F-PC allows the LIST (colon space) segment to be much larger than in
any of my previous Forths. Strings have also been moved out of
CODE space back into LIST space, which means there is effectively
unlimited space for text messages. In fact the only real limitation
in size comes from the fact that there are only 64k available for
HEADs. My calculations indicate there is room for about 3300
definitions on top of the current system of about 2000 words. This
calculation is based on an average name length of 5 characters, with
an average header length of 12 bytes. With 5300 total definitions,
less than 30k of CODE space would be used for CODE FIELDS of colon
definitions, leaving the remaining 30+k of CODE space for variables
and arrays. Not an infinitely large application obviously but
probably large enough for most (99%) applications.
F-PC places a segment (ES) and and offset (IP) on the return stack
for each nest operation. Only the starting RELATIVE segment is
compiled into the CODE FIELD, and the conversion to absolute segment
is performed by NEST. This makes the code fully relocatable as is
required by the DOS environment. Some performance could be gained by
using absolute segment addressing, and performing a conversion at
save and load time to and from relative and absolute, but I have not
done this, and don't plan to for now. The performance gain would
come from having a simpler NEST, what would not need to perform the
relative to absolute conversion at runtime. This system looses about
20% in nest/unnest performance due exclusively to that conversion.
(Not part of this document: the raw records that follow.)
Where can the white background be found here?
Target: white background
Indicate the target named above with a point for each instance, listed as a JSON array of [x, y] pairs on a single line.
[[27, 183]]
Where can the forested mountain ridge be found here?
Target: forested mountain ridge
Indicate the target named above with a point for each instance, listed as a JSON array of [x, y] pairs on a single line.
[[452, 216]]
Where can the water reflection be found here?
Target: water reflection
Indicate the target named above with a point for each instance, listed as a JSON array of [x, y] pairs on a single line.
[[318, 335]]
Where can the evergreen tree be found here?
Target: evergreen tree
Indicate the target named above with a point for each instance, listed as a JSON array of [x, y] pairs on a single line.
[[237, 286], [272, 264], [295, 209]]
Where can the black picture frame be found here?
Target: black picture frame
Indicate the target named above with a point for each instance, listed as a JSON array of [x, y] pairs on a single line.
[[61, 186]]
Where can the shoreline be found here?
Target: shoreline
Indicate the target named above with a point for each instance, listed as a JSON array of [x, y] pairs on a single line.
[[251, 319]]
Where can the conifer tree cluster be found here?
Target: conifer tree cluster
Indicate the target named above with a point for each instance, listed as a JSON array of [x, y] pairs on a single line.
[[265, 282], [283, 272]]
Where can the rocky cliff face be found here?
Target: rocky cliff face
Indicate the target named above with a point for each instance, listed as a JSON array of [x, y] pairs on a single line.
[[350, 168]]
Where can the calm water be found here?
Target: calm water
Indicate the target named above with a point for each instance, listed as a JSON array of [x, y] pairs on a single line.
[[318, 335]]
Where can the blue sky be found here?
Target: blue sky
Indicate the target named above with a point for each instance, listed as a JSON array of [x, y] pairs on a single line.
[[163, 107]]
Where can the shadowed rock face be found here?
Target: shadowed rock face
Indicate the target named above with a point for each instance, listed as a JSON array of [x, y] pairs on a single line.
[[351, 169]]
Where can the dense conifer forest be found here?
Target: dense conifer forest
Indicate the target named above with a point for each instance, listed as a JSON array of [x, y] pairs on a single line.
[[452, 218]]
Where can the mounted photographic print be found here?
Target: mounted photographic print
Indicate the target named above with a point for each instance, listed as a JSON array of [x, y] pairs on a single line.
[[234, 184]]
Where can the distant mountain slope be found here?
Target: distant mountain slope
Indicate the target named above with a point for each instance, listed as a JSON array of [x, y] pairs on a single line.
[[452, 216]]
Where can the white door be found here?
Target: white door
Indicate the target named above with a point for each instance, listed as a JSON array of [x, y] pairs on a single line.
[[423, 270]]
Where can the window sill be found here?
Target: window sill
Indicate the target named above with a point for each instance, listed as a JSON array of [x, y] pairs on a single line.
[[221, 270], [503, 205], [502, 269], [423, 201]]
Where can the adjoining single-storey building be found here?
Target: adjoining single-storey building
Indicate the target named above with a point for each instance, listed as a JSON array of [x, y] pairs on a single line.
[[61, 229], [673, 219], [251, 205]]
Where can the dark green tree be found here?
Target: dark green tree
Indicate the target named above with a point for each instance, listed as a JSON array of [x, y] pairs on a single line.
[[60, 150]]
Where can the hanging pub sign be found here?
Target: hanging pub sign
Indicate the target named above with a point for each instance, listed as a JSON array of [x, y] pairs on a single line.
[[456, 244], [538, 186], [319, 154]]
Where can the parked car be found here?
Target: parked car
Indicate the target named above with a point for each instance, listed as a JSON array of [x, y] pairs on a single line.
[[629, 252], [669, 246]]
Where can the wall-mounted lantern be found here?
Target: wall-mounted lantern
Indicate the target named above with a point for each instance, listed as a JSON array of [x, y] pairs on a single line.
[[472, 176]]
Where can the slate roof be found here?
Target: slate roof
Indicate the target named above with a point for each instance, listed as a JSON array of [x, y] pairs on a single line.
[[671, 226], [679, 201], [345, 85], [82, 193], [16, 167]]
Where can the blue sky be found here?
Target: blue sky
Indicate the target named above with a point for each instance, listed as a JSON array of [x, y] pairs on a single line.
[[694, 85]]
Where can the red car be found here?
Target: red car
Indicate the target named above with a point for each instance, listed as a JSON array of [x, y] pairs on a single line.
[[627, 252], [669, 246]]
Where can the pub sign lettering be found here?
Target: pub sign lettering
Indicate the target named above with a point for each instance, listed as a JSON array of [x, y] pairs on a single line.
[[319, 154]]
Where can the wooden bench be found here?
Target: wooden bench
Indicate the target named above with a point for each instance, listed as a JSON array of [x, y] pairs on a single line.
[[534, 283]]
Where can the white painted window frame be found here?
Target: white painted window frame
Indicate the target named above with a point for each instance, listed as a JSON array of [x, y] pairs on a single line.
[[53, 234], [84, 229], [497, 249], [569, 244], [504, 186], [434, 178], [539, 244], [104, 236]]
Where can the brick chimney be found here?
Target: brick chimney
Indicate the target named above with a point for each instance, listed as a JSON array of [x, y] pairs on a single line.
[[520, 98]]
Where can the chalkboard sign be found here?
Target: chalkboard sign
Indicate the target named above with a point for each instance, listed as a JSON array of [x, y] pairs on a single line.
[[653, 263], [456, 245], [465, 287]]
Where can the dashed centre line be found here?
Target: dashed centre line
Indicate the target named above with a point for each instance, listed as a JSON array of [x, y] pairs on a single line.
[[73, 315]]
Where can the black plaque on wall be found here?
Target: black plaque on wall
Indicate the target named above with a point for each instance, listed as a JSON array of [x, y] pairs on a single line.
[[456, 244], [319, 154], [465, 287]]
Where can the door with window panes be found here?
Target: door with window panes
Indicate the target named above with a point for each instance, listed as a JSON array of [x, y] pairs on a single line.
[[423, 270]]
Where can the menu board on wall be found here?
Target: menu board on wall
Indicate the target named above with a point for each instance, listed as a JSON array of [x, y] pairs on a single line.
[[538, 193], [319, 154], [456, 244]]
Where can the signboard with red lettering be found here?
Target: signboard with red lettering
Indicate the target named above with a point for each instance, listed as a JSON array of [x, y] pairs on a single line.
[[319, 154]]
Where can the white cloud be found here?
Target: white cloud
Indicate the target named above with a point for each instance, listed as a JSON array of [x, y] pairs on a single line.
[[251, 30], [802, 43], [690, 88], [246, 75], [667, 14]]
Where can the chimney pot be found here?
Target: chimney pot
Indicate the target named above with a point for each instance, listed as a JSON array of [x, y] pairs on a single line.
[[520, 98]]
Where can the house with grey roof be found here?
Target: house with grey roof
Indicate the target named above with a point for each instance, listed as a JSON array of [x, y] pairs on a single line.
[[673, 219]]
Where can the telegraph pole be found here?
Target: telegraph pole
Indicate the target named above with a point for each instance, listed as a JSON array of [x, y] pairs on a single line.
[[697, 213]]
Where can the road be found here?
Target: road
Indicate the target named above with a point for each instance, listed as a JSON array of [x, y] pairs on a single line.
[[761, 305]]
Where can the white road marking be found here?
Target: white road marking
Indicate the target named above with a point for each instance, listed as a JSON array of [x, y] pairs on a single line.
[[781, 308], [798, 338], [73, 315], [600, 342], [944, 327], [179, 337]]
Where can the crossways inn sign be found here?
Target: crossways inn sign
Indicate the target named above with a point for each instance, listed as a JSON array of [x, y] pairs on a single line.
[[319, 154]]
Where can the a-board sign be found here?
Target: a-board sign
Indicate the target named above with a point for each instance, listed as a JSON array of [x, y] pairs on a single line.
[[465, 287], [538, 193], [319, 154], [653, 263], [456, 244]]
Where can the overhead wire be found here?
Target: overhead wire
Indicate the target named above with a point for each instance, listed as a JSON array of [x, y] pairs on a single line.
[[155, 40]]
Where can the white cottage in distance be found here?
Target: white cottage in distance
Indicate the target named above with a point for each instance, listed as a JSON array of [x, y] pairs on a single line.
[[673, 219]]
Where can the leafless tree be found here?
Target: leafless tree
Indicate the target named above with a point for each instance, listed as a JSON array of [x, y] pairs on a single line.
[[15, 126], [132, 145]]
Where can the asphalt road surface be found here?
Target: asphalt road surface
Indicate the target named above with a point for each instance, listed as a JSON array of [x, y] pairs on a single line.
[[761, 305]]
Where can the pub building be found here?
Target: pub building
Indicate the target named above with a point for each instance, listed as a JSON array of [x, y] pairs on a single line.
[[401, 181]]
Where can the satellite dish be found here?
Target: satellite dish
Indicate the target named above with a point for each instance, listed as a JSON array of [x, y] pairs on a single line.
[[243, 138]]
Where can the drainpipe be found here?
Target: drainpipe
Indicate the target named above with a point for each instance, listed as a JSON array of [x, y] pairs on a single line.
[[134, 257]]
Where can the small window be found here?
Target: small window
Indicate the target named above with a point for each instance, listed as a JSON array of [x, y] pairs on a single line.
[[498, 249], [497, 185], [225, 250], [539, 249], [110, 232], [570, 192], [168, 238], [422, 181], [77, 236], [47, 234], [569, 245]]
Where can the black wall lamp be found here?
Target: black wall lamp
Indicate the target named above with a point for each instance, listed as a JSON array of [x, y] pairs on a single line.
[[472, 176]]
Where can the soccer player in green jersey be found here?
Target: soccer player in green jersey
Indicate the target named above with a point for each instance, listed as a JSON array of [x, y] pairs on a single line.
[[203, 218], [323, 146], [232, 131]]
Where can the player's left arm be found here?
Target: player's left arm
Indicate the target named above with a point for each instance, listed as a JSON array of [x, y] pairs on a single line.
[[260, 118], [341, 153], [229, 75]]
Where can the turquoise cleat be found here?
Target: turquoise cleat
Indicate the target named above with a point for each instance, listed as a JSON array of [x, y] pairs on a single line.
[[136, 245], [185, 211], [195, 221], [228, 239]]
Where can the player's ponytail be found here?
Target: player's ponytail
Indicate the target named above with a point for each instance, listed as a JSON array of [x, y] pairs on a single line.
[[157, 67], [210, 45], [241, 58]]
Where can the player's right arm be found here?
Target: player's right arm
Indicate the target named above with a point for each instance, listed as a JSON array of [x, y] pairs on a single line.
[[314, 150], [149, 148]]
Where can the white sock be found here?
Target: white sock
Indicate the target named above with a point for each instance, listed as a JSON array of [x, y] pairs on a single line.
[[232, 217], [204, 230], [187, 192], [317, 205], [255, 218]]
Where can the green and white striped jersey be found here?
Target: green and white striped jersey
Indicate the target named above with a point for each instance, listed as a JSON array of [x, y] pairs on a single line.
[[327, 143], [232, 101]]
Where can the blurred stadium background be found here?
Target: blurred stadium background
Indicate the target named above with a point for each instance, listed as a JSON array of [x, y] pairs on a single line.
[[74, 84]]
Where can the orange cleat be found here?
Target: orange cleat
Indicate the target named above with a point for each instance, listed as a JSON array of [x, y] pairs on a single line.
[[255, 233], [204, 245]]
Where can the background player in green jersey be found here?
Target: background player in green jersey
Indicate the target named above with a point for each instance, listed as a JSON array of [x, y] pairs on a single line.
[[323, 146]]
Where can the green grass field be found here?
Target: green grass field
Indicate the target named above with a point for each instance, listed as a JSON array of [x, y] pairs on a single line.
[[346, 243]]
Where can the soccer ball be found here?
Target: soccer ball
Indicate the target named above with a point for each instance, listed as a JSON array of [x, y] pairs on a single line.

CS and DS always point to the CODE space, and so all assembly
language operations work with data in the CODE segment unless a
special operator like @L or !L is used to reach an external memory
area. This means there is no penalty to be paid for most Forth
operations.
05/19/88 22:03
Fixed a potentially dangerous bug in FSAVE, there was only
32 bytes of stack space allocated in the .EXE file to be
available at boot time, and under some conditions some of
the code was getting over written. I have changed the
allocation to be 255 bytes. This seems to work OK!